Introducing KBOM – Kubernetes Bill of Materials
SBOM (Software Bill of Materials) is an accepted best practice to map the components and dependencies of your applications in order to better understand your applications’ risks. SBOMs are used as a basis for vulnerability assessment, licensing compliance, and more. There are plenty of available tools, such as Aqua Trivy, that help you easily generate SBOM for your applications.
While SBOM is a standard practice for applications, there is an entire underlying Kubernetes infrastructure that runs and operates our applications and is as important to secure. The current landscape of Kubernetes infrastructure security is led by misconfiguration and hardening scanners, but there’s a gap when it comes to vulnerability assessment for our Kubernetes clusters and the components they are made of.
Kubernetes has been called the “operating system of the cloud.” It is a critical piece of middleware between many other foundational layers such as network, container runtime, cloud infrastructure, storage and more. This positions Kubernetes as a key component in your threat model.
Moreover, Kubernetes is complex. There are many moving parts, and simply mapping and recording the composition of your cluster is a worthy goal.
Introducing the Kubernetes Bill of Materials, or KBOM. It is a manifest of all the important components that make up your Kubernetes cluster: Control plane components, Node Components, and Addons, including their versions and images. Which “api-server” version are you currently running? Which flavor of “kubelet” is running on each node? What kind of Network Plugin are you currently using? These are all questions that a KBOM can answer. And most importantly – are there any vulnerabilities known to affect these components.
Conceptual Depiction of a KBOM
Curious to find out what your K8s environment is made of? Great news, KBOM generation is available in Trivy today! Try out an early preview of the capability with the latest release of Trivy. In the future we are planning to add more accurate component discovery, more Kubernetes distributions support, and vulnerability matching.

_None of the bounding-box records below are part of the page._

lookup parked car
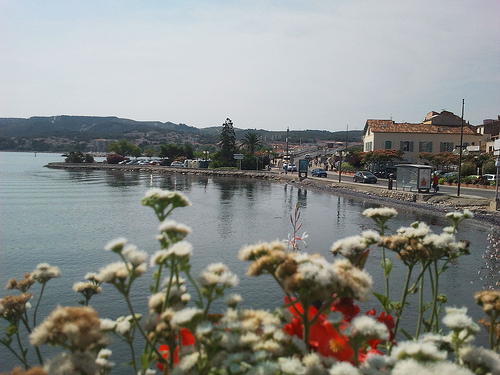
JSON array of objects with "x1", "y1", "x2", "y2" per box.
[
  {"x1": 311, "y1": 168, "x2": 328, "y2": 177},
  {"x1": 352, "y1": 171, "x2": 377, "y2": 184},
  {"x1": 483, "y1": 173, "x2": 497, "y2": 181}
]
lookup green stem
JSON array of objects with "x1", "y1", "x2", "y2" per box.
[
  {"x1": 489, "y1": 316, "x2": 496, "y2": 350},
  {"x1": 302, "y1": 303, "x2": 311, "y2": 352},
  {"x1": 127, "y1": 340, "x2": 138, "y2": 374},
  {"x1": 21, "y1": 316, "x2": 43, "y2": 365},
  {"x1": 415, "y1": 263, "x2": 425, "y2": 339},
  {"x1": 153, "y1": 264, "x2": 163, "y2": 293},
  {"x1": 0, "y1": 340, "x2": 29, "y2": 369},
  {"x1": 33, "y1": 283, "x2": 46, "y2": 327},
  {"x1": 429, "y1": 262, "x2": 439, "y2": 333},
  {"x1": 389, "y1": 265, "x2": 413, "y2": 354},
  {"x1": 16, "y1": 325, "x2": 30, "y2": 370}
]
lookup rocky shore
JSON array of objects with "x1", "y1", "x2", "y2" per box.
[{"x1": 46, "y1": 163, "x2": 500, "y2": 228}]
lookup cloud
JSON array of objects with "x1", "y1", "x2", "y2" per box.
[{"x1": 0, "y1": 0, "x2": 500, "y2": 130}]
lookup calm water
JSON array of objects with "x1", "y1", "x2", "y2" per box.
[{"x1": 0, "y1": 153, "x2": 490, "y2": 373}]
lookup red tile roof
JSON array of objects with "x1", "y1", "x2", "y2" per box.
[{"x1": 366, "y1": 120, "x2": 477, "y2": 135}]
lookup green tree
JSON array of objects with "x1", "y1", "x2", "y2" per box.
[
  {"x1": 220, "y1": 118, "x2": 236, "y2": 166},
  {"x1": 418, "y1": 151, "x2": 458, "y2": 169},
  {"x1": 363, "y1": 149, "x2": 404, "y2": 164},
  {"x1": 64, "y1": 151, "x2": 94, "y2": 163},
  {"x1": 241, "y1": 133, "x2": 262, "y2": 155},
  {"x1": 108, "y1": 139, "x2": 142, "y2": 158}
]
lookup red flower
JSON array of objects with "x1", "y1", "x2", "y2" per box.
[
  {"x1": 366, "y1": 309, "x2": 396, "y2": 342},
  {"x1": 156, "y1": 328, "x2": 196, "y2": 372},
  {"x1": 284, "y1": 298, "x2": 354, "y2": 361}
]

To provide you more information around the new KBOM functionality we have compiled a list of questions and answers below.

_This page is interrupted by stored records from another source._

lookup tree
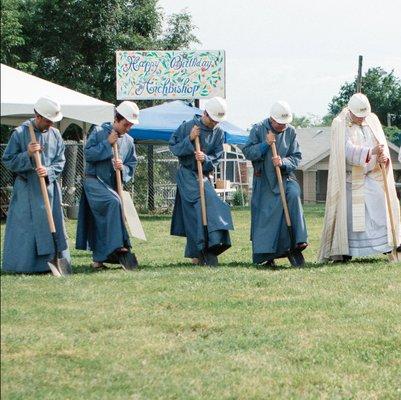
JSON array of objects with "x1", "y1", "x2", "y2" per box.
[
  {"x1": 2, "y1": 0, "x2": 200, "y2": 102},
  {"x1": 1, "y1": 0, "x2": 25, "y2": 65},
  {"x1": 329, "y1": 67, "x2": 401, "y2": 128}
]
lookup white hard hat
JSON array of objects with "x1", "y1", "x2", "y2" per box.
[
  {"x1": 116, "y1": 101, "x2": 139, "y2": 125},
  {"x1": 270, "y1": 100, "x2": 292, "y2": 124},
  {"x1": 348, "y1": 93, "x2": 371, "y2": 118},
  {"x1": 205, "y1": 97, "x2": 227, "y2": 122},
  {"x1": 34, "y1": 97, "x2": 63, "y2": 122}
]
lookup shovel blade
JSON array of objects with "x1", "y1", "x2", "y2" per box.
[
  {"x1": 288, "y1": 250, "x2": 305, "y2": 267},
  {"x1": 47, "y1": 261, "x2": 61, "y2": 277},
  {"x1": 388, "y1": 249, "x2": 401, "y2": 263},
  {"x1": 47, "y1": 258, "x2": 72, "y2": 277},
  {"x1": 57, "y1": 258, "x2": 72, "y2": 275},
  {"x1": 118, "y1": 251, "x2": 138, "y2": 271},
  {"x1": 199, "y1": 250, "x2": 219, "y2": 267}
]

Is KBOM the same as Kubernetes SBOM?
No. When people refer to “Kubernetes SBOM” they usually mean the SBOM of the workloads that are running in Kubernetes. By contrast, the Kubernetes Bill of Materials (KBOM) is for describing the composition of the Kubernetes cluster itself. Trivy already had Kubernetes SBOM features. This new KBOM capability is an additional layer of visibility.
Is KBOM a new standard?
No. We think KBOM can use the same industry formats that are common today for other “bills of materials.” Our first iteration is based on the popular CycloneDX BOM format, and the existing taxonomy that the Kubernetes project defines (core components, node components, addons, etc).
Is this related somehow to kube-hunter?
Kube-hunter, another Aqua open-source project, was one of the pioneers in Kubernetes vulnerability assessment. While kube-hunter took an imperative testing approach, by probing and poking potentially vulnerable components, Trivy KBOM functionality takes a more passive approach, by only listing components and matching with known vulnerabilities, which is a much more scalable, safe and familiar approach.
How accurate is KBOM?
Trivy’s KBOM currently uses Kubernetes API to discover the cluster. It is tested with popular Kuberntetes distributions such as OpenShift, Rancher, minikube, and kind. In the future we plan to enhance this with more sources of information, e.g nodes, cloud providers, etc.

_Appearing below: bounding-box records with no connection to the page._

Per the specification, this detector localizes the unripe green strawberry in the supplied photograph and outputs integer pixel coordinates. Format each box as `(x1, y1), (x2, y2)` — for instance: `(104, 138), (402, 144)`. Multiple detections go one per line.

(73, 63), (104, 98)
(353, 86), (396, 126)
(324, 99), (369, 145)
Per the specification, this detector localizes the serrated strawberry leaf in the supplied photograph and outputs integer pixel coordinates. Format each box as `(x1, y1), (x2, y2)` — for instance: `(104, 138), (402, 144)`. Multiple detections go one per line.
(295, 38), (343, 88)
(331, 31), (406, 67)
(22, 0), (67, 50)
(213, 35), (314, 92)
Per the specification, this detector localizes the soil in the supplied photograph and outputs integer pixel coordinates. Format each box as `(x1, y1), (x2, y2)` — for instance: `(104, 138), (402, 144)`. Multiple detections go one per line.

In addition, KBOMs can be generated in different ways. For example, instead of analyzing an existing cluster after the fact, Kubernetes installers could report their outcome in KBOM format. This is analogous to the difference between SBOM generation with SCA vs from source.
Do I need any of this if I’m using a managed Kubernetes?
Yes. We think it’s important to know your stack even if you’re not operating it. For example, if your managed Kubernetes is using a vulnerable component, you want to know that you’re affected even if it’s not your responsibility to fix the issue. In the future, service providers could publish the KBOM for your consumption.